(CBS News) OAKDALE, Minn. - Nine-year-old Devin Aryal loved soccer. His mother, Missy, wears the medals he won.
"We were inseparable," said Missy Aryal. "He always told me that we were super-glued unless we were working or at school. And nothing could ever break the super glue."
But in February, Aryal and her son were shot on their drive home from day care. She remembers hearing pops as she was about to turn at an intersection.
"As soon as I took that left, my arm went numb, and I just saw blood gushing everywhere," she said. "[I] got out and started screaming, 'I've been shot, I've been shot.' I just happened to turn around, and I see in my window, and I drop my phone and just start screaming like crazy, 'My baby, my baby. Somebody help him. My baby's been shot.'"
Devin died less than an hour later. The gunman, Nhan Tran, told police he randomly fired at traffic because he was upset over car noise.
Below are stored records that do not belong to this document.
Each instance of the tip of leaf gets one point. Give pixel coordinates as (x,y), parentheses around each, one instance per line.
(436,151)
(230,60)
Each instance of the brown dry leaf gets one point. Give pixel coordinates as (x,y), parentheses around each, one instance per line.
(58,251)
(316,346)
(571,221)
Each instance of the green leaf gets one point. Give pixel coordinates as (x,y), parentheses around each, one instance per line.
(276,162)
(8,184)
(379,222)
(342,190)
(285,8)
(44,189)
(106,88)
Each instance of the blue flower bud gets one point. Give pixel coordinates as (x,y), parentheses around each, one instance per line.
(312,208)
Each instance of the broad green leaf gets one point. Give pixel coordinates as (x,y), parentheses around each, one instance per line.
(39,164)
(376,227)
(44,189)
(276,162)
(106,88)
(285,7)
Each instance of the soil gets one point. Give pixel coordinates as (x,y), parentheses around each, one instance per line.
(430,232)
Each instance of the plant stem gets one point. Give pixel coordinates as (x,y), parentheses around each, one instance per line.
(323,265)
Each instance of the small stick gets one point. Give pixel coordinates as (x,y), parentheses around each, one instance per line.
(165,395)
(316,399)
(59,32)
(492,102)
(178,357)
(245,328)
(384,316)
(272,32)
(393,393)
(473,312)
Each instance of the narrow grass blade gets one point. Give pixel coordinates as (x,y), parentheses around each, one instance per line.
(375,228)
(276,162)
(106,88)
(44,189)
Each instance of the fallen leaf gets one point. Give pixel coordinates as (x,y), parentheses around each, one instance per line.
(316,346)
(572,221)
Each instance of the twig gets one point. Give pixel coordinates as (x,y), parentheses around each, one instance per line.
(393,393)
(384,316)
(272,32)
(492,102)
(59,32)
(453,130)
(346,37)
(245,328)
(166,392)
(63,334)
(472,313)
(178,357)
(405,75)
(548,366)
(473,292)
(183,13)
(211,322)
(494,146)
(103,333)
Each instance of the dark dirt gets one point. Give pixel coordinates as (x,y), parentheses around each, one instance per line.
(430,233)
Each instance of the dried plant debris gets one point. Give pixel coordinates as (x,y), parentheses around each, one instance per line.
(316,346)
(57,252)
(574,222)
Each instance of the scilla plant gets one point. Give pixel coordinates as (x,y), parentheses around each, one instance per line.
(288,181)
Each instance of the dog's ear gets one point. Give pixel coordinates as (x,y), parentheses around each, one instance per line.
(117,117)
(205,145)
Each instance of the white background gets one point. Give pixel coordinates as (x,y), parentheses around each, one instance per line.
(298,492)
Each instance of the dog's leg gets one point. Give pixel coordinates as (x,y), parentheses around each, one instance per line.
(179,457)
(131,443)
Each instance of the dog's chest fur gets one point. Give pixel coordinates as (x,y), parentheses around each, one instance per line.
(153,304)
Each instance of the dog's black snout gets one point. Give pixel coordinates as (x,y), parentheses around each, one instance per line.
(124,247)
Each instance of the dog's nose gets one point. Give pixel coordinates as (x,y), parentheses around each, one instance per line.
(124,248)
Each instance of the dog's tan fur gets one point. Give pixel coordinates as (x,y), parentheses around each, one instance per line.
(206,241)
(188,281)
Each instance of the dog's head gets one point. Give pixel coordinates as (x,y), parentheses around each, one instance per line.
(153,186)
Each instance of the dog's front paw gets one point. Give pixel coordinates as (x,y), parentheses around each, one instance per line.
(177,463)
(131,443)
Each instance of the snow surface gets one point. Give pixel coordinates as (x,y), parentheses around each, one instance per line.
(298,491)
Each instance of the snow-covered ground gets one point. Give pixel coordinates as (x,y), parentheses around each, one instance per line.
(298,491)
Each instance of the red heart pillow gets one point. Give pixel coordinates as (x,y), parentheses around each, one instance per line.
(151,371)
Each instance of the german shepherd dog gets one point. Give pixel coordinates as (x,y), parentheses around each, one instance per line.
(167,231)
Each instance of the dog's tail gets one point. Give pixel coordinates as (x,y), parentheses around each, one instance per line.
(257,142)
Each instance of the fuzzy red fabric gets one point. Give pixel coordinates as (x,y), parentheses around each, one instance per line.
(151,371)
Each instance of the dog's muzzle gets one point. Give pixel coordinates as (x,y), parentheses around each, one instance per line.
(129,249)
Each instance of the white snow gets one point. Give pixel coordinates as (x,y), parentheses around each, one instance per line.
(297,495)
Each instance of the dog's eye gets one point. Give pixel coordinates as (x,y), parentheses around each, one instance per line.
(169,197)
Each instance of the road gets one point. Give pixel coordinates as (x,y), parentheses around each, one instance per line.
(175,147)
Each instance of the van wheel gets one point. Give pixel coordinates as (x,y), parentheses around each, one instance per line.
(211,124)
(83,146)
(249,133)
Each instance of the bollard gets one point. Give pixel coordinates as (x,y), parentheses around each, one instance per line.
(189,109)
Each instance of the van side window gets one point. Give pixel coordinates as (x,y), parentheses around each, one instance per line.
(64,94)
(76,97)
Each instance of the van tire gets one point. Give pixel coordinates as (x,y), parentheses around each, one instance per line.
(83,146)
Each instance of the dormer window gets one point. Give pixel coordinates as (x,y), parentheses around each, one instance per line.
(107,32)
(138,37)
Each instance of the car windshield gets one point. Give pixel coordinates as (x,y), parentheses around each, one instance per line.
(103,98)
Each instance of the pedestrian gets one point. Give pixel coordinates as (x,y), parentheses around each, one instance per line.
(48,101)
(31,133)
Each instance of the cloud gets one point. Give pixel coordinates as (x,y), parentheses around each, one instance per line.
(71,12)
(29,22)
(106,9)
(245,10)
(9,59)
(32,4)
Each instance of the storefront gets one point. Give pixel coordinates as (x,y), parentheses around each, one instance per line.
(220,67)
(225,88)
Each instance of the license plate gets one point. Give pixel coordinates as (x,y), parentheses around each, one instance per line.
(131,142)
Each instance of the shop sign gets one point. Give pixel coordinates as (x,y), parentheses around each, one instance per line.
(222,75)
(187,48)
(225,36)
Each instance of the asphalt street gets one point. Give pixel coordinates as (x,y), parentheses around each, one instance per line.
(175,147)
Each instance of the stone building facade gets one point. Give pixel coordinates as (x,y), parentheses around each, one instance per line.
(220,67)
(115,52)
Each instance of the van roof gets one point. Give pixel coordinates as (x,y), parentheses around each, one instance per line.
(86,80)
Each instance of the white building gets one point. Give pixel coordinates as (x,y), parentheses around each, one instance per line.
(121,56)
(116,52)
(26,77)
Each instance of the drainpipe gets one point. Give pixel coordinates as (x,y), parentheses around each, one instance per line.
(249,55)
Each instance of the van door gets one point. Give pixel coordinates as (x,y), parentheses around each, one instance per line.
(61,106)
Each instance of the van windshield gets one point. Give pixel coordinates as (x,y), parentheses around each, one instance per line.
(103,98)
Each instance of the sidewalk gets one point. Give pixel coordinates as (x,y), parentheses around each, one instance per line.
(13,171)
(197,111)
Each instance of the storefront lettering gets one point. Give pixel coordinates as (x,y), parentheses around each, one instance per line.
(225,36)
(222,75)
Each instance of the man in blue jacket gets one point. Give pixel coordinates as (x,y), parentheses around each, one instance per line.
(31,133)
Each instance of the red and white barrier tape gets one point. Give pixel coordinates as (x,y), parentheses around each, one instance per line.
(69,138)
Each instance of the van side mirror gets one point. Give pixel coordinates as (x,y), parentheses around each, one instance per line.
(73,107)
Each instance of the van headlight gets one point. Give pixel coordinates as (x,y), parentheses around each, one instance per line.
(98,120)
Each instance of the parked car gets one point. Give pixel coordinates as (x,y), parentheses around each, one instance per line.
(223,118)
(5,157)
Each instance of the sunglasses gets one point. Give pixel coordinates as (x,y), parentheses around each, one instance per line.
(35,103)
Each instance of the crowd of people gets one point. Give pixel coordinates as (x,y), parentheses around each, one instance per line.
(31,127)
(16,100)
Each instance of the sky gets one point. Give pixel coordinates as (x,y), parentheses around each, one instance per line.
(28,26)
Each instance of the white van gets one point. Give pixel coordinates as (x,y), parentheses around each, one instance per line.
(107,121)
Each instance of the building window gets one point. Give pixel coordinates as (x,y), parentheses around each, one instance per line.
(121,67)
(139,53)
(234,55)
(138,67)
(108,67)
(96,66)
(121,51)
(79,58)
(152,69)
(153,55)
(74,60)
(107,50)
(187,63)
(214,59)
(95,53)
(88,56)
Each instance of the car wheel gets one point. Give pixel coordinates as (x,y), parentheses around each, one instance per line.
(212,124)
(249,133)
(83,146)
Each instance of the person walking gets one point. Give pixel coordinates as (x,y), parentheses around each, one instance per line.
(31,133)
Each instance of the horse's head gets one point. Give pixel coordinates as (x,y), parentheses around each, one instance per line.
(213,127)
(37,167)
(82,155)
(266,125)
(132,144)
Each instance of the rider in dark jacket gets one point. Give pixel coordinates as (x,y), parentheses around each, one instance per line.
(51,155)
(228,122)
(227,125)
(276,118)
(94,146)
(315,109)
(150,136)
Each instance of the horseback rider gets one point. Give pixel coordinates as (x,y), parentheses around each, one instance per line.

Tran's family later said he was mentally ill, but the 34-year-old was able to buy a gun because he had never been involuntarily committed to a mental hospital.
"They just gotta have some kind of a mental or a psych test before they've issued a gun to see if they're even mentally stable to even own one," Aryal said.
Watch: Newtown victims' loved ones continue push for stronger gun laws, below.
But opponents of mental-health checks for gun purchasers argue the mentally ill are responsible for no more than 5 percent of violent crime. Some doctors worry that stricter standards could further stigmatize mental illness and deter people from getting help.
"We gotta do something with these gun laws before more wonderful children like Devin or Newtown or any other children are gonna be lost," Aryal said.
Asked to explain what she's gone through, Aryal said, "He was everything, so basically my soul's just kind of been sucked out, and I'm empty. I'm just empty on the inside."
Devin would have turned 10 next month.